When Americans decided it was time to clean up the smog that clouded major U.S. cities in the middle of the 20th century, they didn’t turn the job over to the auto industry, which was a major part of the pollution problem.
Instead, government set a standard for clean air and then held the auto industry accountable for getting the job done.
Broadband advocates, take note, says Bernadine Joselyn, public policy and engagement director for Minnesota’s Blandin Foundation.
Joselyn’s remarks came at the opening of “Border to Border: Better Together,” a statewide conference of local and state leaders working on broadband projects and policy in Minnesota.
The public should have a stronger voice in setting the standards for broadband speed and accessibility, Joselyn said. Then the communications industry can get to work, the same way auto manufacturers started modifying automobiles to meet clean-air standars.
“It’s time for families and schools and communities to set the goals and leave the tactics to the providers,” Joselyn said. “They will rise to the occasion, just as the auto industry did.”
The Daily Yonder is attending the “Border to Border” conference in Minneapolis. (And yes, we’re told it’s snowing outside, according to reports from the dais.)
There’s a lot of activity here – broadband cooperatives, municipal technology officers, associations representing some of the state’s medical and financial corporations, and a score or so of young people who participated in a digital training workshop yesterday.
One of the goals of the conference is to create a statewide vision for Minnesota to guide public and private institutions as they plan.
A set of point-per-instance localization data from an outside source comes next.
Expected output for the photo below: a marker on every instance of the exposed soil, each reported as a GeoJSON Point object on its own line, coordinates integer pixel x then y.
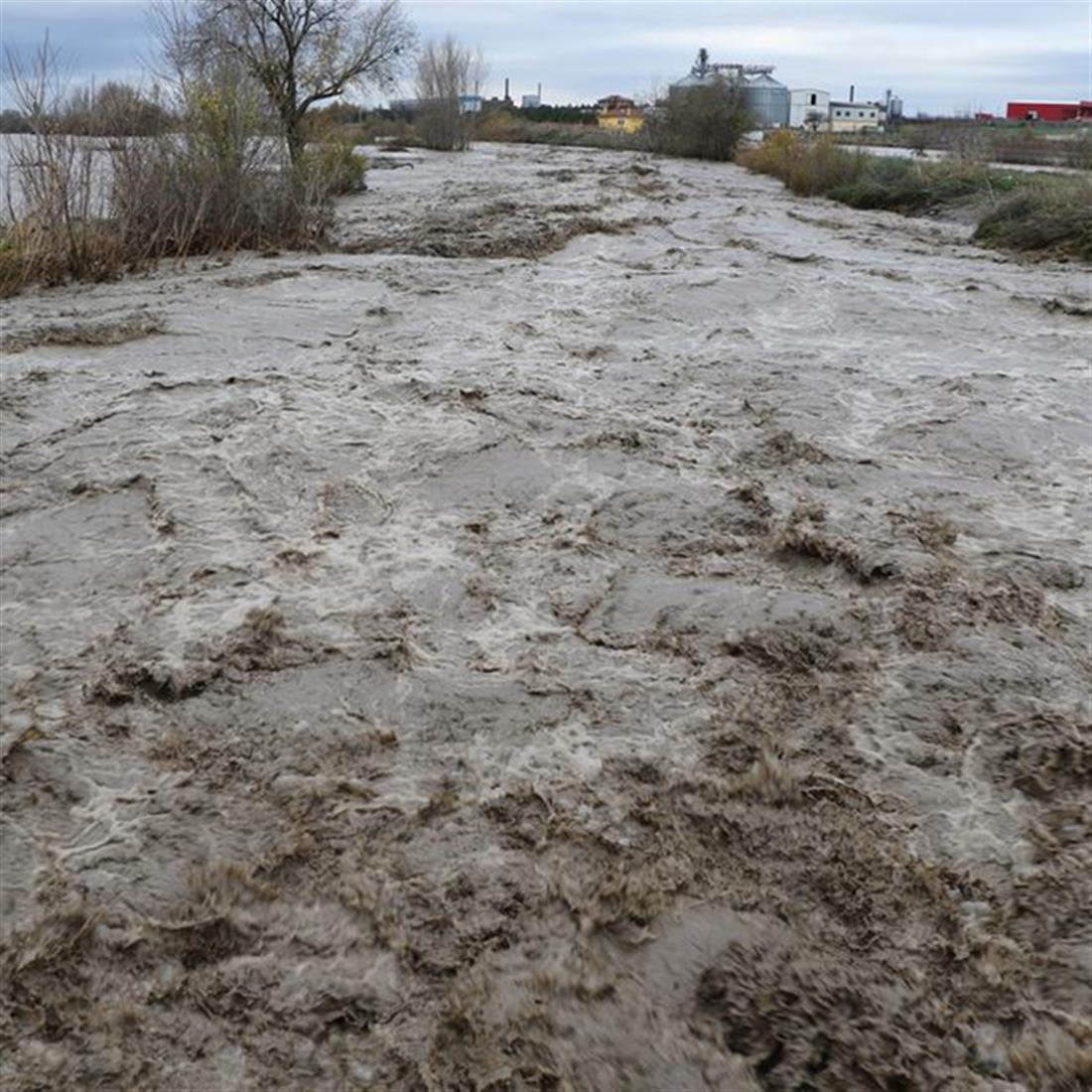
{"type": "Point", "coordinates": [619, 626]}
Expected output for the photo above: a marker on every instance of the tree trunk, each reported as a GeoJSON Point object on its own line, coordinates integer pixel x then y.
{"type": "Point", "coordinates": [291, 122]}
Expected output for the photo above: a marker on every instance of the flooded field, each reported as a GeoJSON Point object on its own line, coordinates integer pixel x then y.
{"type": "Point", "coordinates": [613, 625]}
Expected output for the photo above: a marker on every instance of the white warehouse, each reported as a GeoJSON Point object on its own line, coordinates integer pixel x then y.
{"type": "Point", "coordinates": [856, 117]}
{"type": "Point", "coordinates": [808, 108]}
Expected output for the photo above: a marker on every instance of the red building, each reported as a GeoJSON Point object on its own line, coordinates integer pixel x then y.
{"type": "Point", "coordinates": [1049, 111]}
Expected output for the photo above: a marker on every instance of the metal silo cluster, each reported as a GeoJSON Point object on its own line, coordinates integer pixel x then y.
{"type": "Point", "coordinates": [766, 98]}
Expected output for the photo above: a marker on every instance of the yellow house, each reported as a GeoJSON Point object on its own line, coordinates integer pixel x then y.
{"type": "Point", "coordinates": [619, 113]}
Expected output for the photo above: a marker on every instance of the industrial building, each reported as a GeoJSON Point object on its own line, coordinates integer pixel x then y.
{"type": "Point", "coordinates": [808, 108]}
{"type": "Point", "coordinates": [1049, 111]}
{"type": "Point", "coordinates": [765, 98]}
{"type": "Point", "coordinates": [853, 117]}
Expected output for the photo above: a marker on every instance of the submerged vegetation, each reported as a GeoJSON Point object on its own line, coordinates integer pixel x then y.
{"type": "Point", "coordinates": [227, 159]}
{"type": "Point", "coordinates": [1047, 214]}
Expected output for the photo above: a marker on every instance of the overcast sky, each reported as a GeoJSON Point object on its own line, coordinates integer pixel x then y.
{"type": "Point", "coordinates": [941, 57]}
We’ll have more from our conversations here in future posts. In the meantime, here is more from Joselyn’s opening remarks:
Ensuring that all people – especially people living in rural places and on tribal lands — have access to world-class broadband and the skills to use it is hard. It’s going to take all sectors of society working together. Not-for-profits, business and government all must do their part.
That’s what this conference is about – being better together.
We have gathered to address the reality that Minnesotans without access to high speed broadband and the ability to use it are denied equal opportunity to participate fully in community life.
These are high stakes. Getting this right for Minnesota matters. Broadband has become the indispensable infrastructure of our age. . . .
Our parents and grandparents invested in the infrastructure upon which rural America was built – electricity, roads, bridges, telephones. Now it is our turn.